We’ll change the world by changing ourselves, and by embracing the revolutionary principles and practices of Self-realization and religious unity.
A tremendous part of Paramhansa Yogananda’s mission was to show that the Bible and the Bhagavad Gita are identical in their inner meaning. Now, you may wonder why he chose those two particular scriptures. Swamiji said it’s because they represent all of the world’s religions.
In those two scriptures, we find everything that all true paths have taught. Jesus’ teachings are an extension of Judaism, and Buddhism is an offshoot of Sanaatan Dharma – the “Eternal Religion” which the British called Hinduism.
Thus we have four great religions tied together at their roots; and Islam is based on parts of the Bible. So you’re sweeping them all together, and God Is For Everyone shows us the common principles at the foundation of them all.
People justify their narrowness by quoting Christ: “Jesus saith unto him, I am the way, the truth, and the life: no man cometh unto the Father, but by me.” (John 14:6)

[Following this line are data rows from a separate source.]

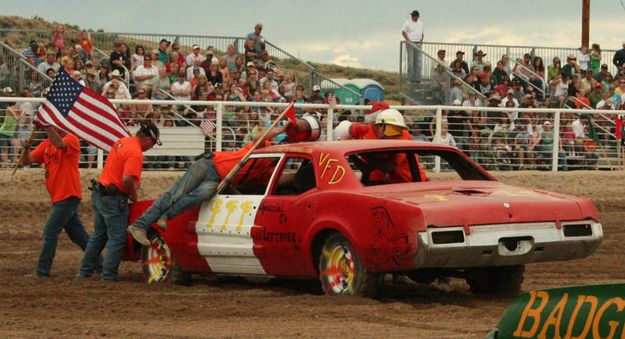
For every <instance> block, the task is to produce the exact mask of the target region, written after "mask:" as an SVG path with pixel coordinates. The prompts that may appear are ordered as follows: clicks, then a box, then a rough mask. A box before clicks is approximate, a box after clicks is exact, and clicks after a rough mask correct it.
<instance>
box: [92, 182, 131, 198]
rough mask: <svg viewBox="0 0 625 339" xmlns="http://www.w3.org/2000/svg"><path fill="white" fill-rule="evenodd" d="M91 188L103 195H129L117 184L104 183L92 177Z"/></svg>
mask: <svg viewBox="0 0 625 339" xmlns="http://www.w3.org/2000/svg"><path fill="white" fill-rule="evenodd" d="M89 189H90V190H92V191H94V192H98V193H100V195H101V196H113V195H122V196H124V197H125V196H127V195H126V193H124V192H122V191H120V190H119V188H117V186H115V185H108V186H107V185H104V184H103V183H101V182H98V181H96V180H93V179H91V186H89Z"/></svg>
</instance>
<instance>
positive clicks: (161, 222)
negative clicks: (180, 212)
mask: <svg viewBox="0 0 625 339" xmlns="http://www.w3.org/2000/svg"><path fill="white" fill-rule="evenodd" d="M156 225H158V227H160V228H161V229H162V230H166V229H167V219H166V218H165V216H161V217H160V218H158V220H157V221H156Z"/></svg>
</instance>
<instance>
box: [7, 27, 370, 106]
mask: <svg viewBox="0 0 625 339" xmlns="http://www.w3.org/2000/svg"><path fill="white" fill-rule="evenodd" d="M52 33H53V31H50V30H32V29H9V28H2V29H0V40H3V39H4V38H6V37H8V36H11V35H13V36H19V37H21V39H20V41H21V42H22V43H23V44H24V46H20V47H26V45H27V44H28V41H29V40H30V39H35V40H38V41H44V42H47V41H49V40H50V38H51V36H52ZM78 33H79V32H78V31H69V30H66V39H67V40H68V41H69V40H70V37H75V36H78ZM89 36H90V38H91V40H92V42H93V45H94V47H95V48H96V51H98V52H99V53H102V54H103V55H106V56H108V53H110V51H112V49H113V43H114V42H116V41H120V42H124V43H126V44H127V45H129V47H130V48H131V50H133V51H134V47H135V46H137V45H141V46H143V47H144V48H145V50H146V51H149V50H152V49H156V48H158V44H159V41H160V40H161V39H163V38H165V39H167V40H169V41H176V42H178V44H179V45H180V48H181V51H182V52H183V53H185V55H186V54H188V53H191V46H192V45H194V44H197V45H199V46H200V47H201V48H202V50H206V49H207V48H208V47H209V46H210V47H213V49H214V50H215V52H216V54H217V55H216V56H218V55H221V54H223V53H225V51H226V50H227V48H228V45H230V44H233V45H234V46H235V48H236V51H237V53H238V54H239V55H243V54H244V51H245V48H244V46H245V37H234V36H205V35H189V34H158V33H118V32H101V31H98V32H89ZM265 49H266V50H267V52H268V54H269V58H270V59H271V60H273V61H274V62H276V64H277V65H278V66H279V67H280V68H282V69H283V71H284V72H288V71H292V72H293V73H294V75H295V82H297V83H299V84H302V85H304V86H305V87H306V88H307V92H308V93H310V91H311V89H312V87H313V86H314V85H321V82H322V81H324V84H325V86H326V87H325V88H324V91H331V90H334V89H339V88H340V89H341V90H344V91H347V92H349V93H351V94H353V95H355V96H357V97H359V98H361V100H360V101H361V103H364V98H363V97H362V95H361V94H360V93H358V92H356V91H354V90H353V89H351V88H348V87H345V86H342V85H340V84H338V83H337V82H335V81H333V80H332V79H330V78H329V77H327V76H326V75H324V74H322V73H321V72H320V71H319V70H318V69H317V68H315V67H314V66H313V65H311V64H309V63H307V62H305V61H303V60H300V59H299V58H297V57H295V56H293V55H291V54H290V53H288V52H286V51H284V50H283V49H281V48H279V47H278V46H276V45H275V44H273V43H271V42H270V41H267V40H265ZM15 53H16V54H17V55H19V54H20V53H18V52H15Z"/></svg>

They insist that Christ died for our sins, and that we don’t need to work for our salvation. And in support of their beliefs, they’ll quote scriptural passages that have absolutely nothing to do with the understanding that you arrive at when you meditate and have an experience of God. It’s only then that you can truly understand: “No one cometh unto the Father, but by the Christ Consciousness.”
In God Is For Everyone, Swamiji spends almost no time responding to the narrow views of rigid fundamentalists. When you find that people are blindly committed to a point of view, you can be sure that they won’t be receptive to anything else. God Is For Everyone is for people who are ready to be open-minded and scientific in their search.
We can never persuade people against their will. And if they cannot conceive that Christ is one of many liberated masters who’ve come as saviors to the world, we aren’t going to be able to convince them otherwise.
Yet it’s important to grasp that these teachings aren’t a matter of opinion or mental gymnastics. They are describing the way things are, as the great redeemers have always declared it, by studying reality objectively and scientifically.
After so many years of living with the concepts of karma and reincarnation, I’m delighted when I realize how these thoughts have become second nature to me. I may harbor rebellious thoughts at times, as we all do, wishing that my karma were different, and so on. But I’ve never believed that my karma could actually be different. And it’s been a great comfort to arrive at this level of understanding, because it gives me a roadmap of reality.
When you’re trying to live by truth, and you’re receptive to a higher guidance, you find that it’s a way of life that simply works. And it works in the most important way of all, because it increases joy and diminishes sorrow.
This is the point of religious unity and Self-realization – that by following the truth, regardless of its particular flavor, the truth will set us free.
(From a class by Asha at Ananda Sangha in Palo Alto, California on the book God Is For Everyone, given on August 24, 2004.)